Deep learning has found applications in scientific research at the opposite end of the scale spectrum. In this post, we’ll discuss some recent applications of deep learning used to study cosmology, aka the study of the universe. As you might imagine, this topic encompasses a wide variety of sub-categories. We’ll rate the projects on hype and impact from a machine learning and basic science perspective, although, we’ll judge this on interesting-ness ourselves instead of relying on a citation metric. We’ll also include a link to each project’s public repository when possible so you can check them out for yourself.
TL;DR: A multi-layer perceptron was trained to predict future positions in simulations of a simplified 3-body problem.
Hype: 4/3 triple espressos. Coverage of this project ranged from AI could solve baffling three-body problems that stumped Isaac Newton to A neural net solves the three-body problem 100 million times faster. The hype in the press follows on from the descriptive approach in the research paper, which seems to be precision-engineered to wow readers outside of their domain of expertise. Since co-expertise in deep learning and n-body orbital mechanics is going to be rare-squared, it’s easy to get bogged down in unfamiliar details and miss the point.
Impact (ML): 3/10 dense layers. It is interesting to see a deep multi-layer perceptron being used in the age where big conv-nets are ubiquitous.
Input data: Starting position of one of the three bodies and target time t.
Output: Positions of two of the three particles at time t. The third particle position is implied by the coordinate reference system.

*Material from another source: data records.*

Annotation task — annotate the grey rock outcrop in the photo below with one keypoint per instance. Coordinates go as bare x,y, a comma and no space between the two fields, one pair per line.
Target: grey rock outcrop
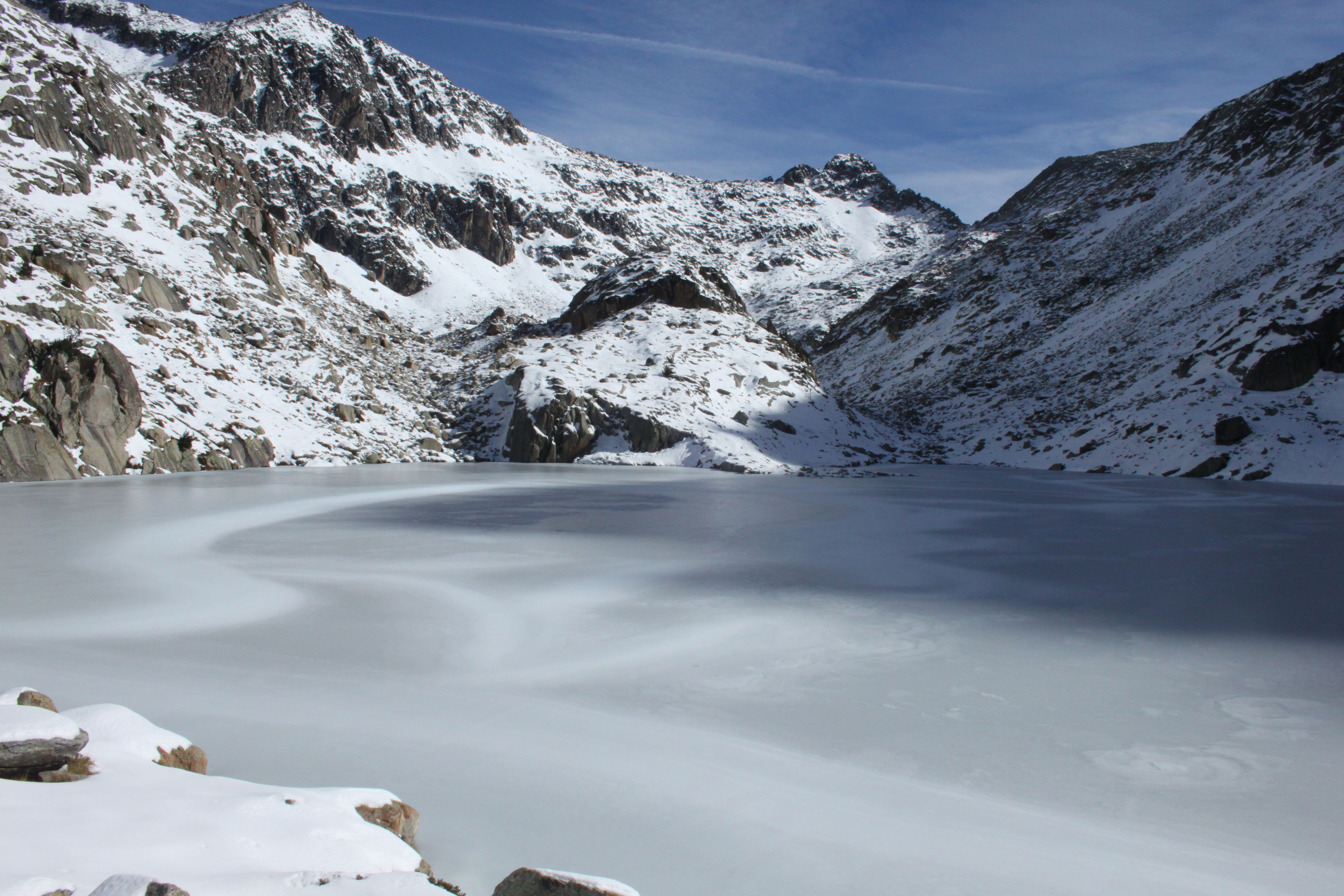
252,452
1232,430
25,758
84,400
169,455
33,455
1207,468
569,425
539,882
160,295
89,400
190,758
35,699
671,280
136,886
397,817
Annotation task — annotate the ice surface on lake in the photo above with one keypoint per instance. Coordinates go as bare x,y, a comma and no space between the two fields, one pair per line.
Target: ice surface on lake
947,682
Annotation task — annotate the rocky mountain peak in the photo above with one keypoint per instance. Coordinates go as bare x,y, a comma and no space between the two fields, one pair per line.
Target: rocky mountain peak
1300,116
857,179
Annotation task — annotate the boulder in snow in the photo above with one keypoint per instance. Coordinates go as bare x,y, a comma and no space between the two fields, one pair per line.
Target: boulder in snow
1232,430
671,280
396,816
136,886
1206,468
541,882
34,741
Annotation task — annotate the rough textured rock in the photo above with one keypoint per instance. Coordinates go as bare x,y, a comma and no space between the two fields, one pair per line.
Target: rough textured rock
33,455
89,400
26,757
35,699
1214,261
1207,468
671,280
539,882
191,758
252,452
160,295
15,351
136,886
169,455
1232,430
568,427
397,817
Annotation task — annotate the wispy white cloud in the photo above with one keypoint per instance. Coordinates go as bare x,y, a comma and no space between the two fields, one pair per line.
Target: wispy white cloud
659,46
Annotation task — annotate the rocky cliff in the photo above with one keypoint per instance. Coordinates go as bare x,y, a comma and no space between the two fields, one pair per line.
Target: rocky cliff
1123,304
308,248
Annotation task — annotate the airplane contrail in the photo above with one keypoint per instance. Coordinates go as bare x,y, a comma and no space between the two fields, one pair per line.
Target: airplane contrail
660,46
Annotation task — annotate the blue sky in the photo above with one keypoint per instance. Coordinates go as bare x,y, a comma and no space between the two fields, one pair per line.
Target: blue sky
962,100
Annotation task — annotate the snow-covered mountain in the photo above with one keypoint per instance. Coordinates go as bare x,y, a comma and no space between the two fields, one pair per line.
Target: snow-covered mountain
269,241
307,213
1123,304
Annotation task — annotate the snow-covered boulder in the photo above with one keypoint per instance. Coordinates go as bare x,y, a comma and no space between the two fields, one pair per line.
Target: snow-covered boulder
143,820
27,698
34,739
542,882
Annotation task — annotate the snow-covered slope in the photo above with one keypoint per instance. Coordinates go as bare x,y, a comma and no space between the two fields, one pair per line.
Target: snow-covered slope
1113,311
315,209
658,363
349,250
128,817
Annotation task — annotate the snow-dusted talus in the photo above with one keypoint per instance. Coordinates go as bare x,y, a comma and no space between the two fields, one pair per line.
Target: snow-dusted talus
1113,311
269,216
387,163
142,809
148,285
658,363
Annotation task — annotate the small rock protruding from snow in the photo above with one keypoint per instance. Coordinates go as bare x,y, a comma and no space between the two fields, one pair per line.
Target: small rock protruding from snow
1230,430
396,816
34,739
26,698
673,280
542,882
136,886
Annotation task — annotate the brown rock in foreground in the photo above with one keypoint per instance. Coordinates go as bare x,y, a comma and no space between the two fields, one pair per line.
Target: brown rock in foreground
190,758
539,882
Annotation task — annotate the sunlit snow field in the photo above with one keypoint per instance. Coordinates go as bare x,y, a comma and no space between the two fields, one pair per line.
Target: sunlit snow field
944,682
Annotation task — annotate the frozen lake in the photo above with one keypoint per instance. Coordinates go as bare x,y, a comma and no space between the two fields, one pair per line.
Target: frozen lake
945,682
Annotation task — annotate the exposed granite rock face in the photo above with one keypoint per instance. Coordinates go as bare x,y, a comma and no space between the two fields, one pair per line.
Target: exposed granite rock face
191,758
33,455
671,280
88,113
1214,262
88,400
568,427
1318,347
85,400
252,452
290,70
397,817
25,755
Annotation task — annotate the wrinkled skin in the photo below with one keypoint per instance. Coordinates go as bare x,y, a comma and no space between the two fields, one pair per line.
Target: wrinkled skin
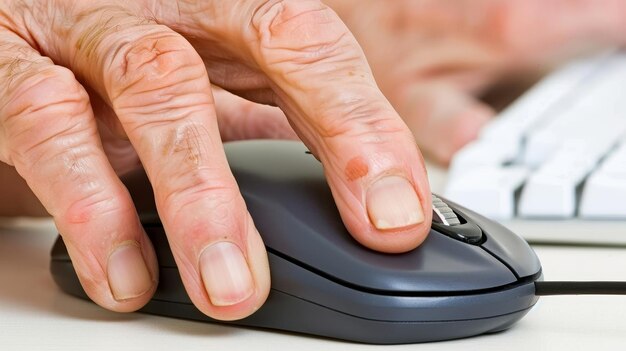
85,79
432,58
94,89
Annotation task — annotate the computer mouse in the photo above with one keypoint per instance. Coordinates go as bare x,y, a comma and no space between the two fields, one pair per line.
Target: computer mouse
470,276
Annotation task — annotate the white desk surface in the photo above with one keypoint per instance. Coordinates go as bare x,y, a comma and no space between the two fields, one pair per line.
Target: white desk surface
36,315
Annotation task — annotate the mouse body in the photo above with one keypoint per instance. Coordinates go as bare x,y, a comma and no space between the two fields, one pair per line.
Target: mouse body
470,276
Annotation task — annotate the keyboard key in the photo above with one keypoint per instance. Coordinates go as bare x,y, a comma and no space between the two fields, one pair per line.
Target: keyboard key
604,195
595,119
489,191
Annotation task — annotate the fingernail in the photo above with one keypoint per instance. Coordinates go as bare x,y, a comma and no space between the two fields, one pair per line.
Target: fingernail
392,203
225,273
127,272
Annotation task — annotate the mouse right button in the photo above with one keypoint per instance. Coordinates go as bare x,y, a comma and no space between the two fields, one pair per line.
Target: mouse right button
504,244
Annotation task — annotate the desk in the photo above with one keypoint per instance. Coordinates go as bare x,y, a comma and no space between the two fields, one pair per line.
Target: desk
36,315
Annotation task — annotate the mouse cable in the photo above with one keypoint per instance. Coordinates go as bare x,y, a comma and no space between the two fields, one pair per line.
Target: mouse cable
543,288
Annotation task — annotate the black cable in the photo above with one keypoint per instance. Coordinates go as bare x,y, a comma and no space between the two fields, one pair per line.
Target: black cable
579,288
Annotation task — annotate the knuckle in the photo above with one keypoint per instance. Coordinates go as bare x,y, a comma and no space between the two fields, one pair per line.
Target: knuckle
46,113
46,92
360,119
321,36
205,189
92,202
153,63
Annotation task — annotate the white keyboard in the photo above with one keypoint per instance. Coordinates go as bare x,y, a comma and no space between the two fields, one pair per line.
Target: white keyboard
552,166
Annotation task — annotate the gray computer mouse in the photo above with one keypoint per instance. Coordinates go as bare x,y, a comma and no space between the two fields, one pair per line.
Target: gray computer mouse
471,275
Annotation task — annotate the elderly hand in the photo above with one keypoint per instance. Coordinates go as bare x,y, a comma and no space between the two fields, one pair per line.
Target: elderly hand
78,78
432,57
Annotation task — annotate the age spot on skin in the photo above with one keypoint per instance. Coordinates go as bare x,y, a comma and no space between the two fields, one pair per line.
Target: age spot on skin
356,168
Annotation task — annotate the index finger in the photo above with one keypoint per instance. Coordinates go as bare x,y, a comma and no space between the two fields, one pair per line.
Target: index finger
321,80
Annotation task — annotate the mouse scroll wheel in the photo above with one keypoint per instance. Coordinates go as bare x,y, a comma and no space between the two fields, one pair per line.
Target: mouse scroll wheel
443,214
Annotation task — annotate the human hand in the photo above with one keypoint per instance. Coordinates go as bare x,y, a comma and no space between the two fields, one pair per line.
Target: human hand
432,58
144,70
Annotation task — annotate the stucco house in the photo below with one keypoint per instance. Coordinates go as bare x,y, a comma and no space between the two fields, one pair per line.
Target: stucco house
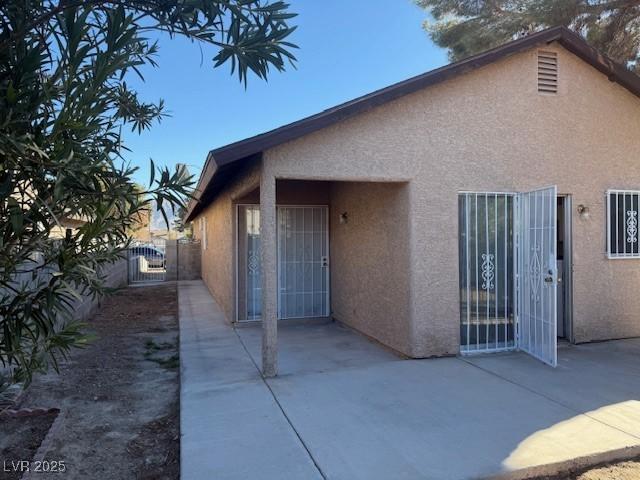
488,205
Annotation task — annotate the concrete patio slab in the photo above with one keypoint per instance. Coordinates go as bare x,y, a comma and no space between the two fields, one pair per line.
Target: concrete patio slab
317,347
231,427
601,380
345,408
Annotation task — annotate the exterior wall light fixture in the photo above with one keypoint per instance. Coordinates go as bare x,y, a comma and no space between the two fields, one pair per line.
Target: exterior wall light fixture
583,211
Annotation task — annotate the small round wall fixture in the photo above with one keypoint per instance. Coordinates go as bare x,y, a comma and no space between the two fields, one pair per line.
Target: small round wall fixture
583,211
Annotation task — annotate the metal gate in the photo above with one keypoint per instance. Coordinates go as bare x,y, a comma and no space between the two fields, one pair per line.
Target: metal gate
147,261
508,272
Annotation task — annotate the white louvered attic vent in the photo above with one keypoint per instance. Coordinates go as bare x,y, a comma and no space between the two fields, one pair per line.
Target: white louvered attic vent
547,72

In classical orbital mechanics, predicting the future positions of an isolated system of 2 gravitational bodies is comparatively easy. Add a single additional body and we have the infamous 3-body problem, a classic example of how chaos can emerge in the dynamic interactions of a seemingly simple system. A hallmark of chaotic systems is that they display extreme sensitivity to initial conditions and their behavior can seem random. These states are difficult to predict, and the longer a chaotic system evolves the more difficult prediction becomes as past errors compound. It’s one reason why it’s much easier for an agent to learn to swing up a solid pole than a jointed one:
A chaotic system like this double pendulum is difficult to predict and control
Like a reinforcement learning agent struggling to control a double pendulum, scientists also find it difficult to predict the future states of chaotic systems like the 3-body problem. There’s no analytical solution, so computational physicists fall back on their old friend brute force computation. This works, but it’s not always clear how much numerical precision is needed and can eat up a lot of resources.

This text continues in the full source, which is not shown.